Cyrano de Bergerac Versions of Reality Quotes

How we cite our quotes: (Act.Line)

Quote #7

Look—Paris dreams—nocturnal, nebulous,
Under blue moonbeams hung from wall to wall—
Nature’s own setting for the scene we play!—
Yonder, behind her veil of mist, the Seine,
Like a mysterious and magic mirror
And you shall see what you shall see! (I.669-674)

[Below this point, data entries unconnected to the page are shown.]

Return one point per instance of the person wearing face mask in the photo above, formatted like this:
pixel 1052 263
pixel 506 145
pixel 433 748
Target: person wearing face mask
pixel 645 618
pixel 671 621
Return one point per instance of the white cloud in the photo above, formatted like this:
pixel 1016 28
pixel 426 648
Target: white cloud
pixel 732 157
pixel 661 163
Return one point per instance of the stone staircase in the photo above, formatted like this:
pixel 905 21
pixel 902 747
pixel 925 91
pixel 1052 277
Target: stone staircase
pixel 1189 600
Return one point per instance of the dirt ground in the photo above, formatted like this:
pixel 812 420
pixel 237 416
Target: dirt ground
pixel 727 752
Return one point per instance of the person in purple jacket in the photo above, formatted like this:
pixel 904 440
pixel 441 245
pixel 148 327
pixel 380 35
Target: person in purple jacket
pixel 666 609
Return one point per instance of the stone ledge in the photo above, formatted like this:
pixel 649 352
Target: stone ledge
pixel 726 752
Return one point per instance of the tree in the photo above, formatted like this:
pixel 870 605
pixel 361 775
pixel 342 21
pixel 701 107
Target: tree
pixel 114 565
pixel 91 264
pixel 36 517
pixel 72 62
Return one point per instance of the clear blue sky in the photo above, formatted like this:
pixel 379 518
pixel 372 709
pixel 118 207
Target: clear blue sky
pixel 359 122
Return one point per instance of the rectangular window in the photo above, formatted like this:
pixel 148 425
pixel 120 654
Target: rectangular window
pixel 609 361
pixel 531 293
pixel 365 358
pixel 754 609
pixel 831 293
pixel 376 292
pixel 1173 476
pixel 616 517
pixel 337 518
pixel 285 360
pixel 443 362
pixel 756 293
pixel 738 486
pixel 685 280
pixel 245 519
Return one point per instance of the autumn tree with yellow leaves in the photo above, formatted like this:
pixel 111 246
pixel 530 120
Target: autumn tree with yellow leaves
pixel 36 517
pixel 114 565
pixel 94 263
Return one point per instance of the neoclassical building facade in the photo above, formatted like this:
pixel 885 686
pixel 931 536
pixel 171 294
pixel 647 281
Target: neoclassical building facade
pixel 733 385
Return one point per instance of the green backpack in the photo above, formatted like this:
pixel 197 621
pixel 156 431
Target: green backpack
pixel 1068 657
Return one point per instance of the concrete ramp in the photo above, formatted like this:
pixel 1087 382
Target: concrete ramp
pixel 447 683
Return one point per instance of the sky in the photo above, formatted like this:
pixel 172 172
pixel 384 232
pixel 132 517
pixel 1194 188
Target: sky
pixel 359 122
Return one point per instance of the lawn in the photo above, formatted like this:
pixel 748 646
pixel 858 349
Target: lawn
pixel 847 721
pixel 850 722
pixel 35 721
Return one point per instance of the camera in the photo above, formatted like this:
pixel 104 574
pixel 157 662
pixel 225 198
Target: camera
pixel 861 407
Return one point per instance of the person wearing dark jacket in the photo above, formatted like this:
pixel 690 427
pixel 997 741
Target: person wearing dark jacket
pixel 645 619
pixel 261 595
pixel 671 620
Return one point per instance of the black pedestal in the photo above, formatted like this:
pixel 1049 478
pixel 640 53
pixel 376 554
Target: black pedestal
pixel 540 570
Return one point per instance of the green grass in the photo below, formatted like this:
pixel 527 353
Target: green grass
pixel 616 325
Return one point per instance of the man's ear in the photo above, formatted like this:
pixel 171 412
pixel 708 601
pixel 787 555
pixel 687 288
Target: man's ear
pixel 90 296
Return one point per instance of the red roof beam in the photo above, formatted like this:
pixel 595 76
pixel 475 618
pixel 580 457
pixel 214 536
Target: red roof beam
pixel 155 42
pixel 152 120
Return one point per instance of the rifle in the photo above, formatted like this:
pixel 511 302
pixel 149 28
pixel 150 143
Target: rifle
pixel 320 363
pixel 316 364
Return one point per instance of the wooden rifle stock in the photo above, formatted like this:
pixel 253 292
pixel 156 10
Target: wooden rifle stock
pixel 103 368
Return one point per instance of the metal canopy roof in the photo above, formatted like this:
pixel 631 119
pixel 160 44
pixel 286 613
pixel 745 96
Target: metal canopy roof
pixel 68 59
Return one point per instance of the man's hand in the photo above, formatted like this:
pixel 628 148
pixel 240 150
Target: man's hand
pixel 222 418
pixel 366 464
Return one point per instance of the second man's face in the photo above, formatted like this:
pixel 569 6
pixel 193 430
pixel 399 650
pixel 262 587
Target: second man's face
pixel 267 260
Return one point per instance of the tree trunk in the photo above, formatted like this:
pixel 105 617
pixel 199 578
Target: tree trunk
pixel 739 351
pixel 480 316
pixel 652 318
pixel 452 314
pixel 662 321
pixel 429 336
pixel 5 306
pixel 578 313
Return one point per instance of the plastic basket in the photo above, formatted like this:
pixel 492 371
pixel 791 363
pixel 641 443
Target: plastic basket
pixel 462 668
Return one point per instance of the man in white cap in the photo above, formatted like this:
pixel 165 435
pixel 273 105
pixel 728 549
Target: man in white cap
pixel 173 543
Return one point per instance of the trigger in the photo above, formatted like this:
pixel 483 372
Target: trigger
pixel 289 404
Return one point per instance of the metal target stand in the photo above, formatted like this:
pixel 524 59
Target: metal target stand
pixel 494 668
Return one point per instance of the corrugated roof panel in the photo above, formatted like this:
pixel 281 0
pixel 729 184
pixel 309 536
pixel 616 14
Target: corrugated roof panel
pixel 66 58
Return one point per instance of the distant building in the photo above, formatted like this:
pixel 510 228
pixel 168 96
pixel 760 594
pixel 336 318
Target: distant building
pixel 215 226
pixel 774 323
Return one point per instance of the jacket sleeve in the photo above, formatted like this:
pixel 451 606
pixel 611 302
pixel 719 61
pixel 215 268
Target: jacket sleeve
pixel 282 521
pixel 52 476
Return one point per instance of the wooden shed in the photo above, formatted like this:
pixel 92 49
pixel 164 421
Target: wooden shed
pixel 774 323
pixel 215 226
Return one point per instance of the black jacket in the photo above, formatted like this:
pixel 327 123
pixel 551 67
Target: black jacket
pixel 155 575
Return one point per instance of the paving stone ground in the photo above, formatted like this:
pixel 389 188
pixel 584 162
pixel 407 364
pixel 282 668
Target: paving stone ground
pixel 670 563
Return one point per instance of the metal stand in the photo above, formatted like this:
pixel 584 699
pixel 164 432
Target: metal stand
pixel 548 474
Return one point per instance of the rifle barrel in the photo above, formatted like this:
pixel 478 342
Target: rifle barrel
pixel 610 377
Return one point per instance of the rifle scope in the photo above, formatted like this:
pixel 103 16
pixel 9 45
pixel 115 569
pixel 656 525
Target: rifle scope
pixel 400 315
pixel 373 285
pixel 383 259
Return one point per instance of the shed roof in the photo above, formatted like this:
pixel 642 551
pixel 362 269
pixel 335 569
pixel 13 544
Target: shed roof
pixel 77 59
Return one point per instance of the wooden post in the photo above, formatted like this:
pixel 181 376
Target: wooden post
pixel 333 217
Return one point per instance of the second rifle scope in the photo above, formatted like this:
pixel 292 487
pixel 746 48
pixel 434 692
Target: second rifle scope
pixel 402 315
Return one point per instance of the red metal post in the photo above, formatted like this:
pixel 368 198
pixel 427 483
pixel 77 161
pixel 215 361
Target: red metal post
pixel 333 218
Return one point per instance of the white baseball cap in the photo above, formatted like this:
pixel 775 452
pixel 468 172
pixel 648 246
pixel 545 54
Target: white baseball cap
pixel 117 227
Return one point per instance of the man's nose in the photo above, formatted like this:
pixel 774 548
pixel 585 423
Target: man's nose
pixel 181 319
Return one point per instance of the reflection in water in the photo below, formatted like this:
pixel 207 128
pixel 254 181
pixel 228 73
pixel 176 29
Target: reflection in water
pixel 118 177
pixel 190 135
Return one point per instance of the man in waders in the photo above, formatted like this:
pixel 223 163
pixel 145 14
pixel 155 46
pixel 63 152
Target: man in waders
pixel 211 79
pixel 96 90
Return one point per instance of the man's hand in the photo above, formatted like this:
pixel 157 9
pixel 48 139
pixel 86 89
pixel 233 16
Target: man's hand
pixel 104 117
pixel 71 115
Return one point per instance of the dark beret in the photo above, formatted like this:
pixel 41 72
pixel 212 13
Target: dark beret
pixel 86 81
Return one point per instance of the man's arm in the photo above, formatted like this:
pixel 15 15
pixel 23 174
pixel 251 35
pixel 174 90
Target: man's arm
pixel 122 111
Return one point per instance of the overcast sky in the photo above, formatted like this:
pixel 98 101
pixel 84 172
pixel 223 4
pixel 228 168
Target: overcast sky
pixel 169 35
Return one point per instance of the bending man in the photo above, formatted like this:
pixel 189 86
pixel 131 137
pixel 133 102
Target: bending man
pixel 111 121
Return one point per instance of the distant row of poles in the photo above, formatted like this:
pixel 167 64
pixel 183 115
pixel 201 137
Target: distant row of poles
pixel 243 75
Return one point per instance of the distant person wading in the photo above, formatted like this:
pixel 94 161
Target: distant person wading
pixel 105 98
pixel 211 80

Cyrano’s description of the night makes it seem like a setting from a stage play. There is also a fantastic aura, as if this is taking place within a fairy tale, full of "blue moonbeams" and "magic mirror[s]". This gives the whole scene—even the impending battle—a sense of artificiality, as if it is all scripted and nothing can go wrong for Cyrano.

Quote #8

THE APPRENTICE (Advances with a dish covered by a napkin.)
Master, I thought of you when I designed
This, hoping it might please you.
Ah! A lyre—
In puff-paste—
And the jewels—candied fruit!
And the strings, barley-sugar!
RAGUENEAU (Gives him money.)
Go and drink
My health.
(Lise enters.)
St!—My wife—Circulate, and hide
That money!
(Shows the lyre to Lise, with a languid air.)
Ridiculous! (II.20-25)

Ragueneau’s apprentice presents him with a fanciful and frivolous creation. That such a whimsical shape is made out of something as light and insubstantial as a pastry puff makes it even more eccentric.

Quote #9

CYRANO (To Ragueneau)
Do you not see
Those fellows fattening themselves?—
I know.
I would not look—it might embarrass them—
You see, I love a friendly audience.
Besides—another vanity—I am pleased
When they enjoy my cooking. (II.127-132)

Ragueneau admits that he loves being the flamboyant showman, even if his work is not critically acclaimed. He simply revels in the attention that his ostentation brings him—whether it is for his sappy poetry or saccharine pastries.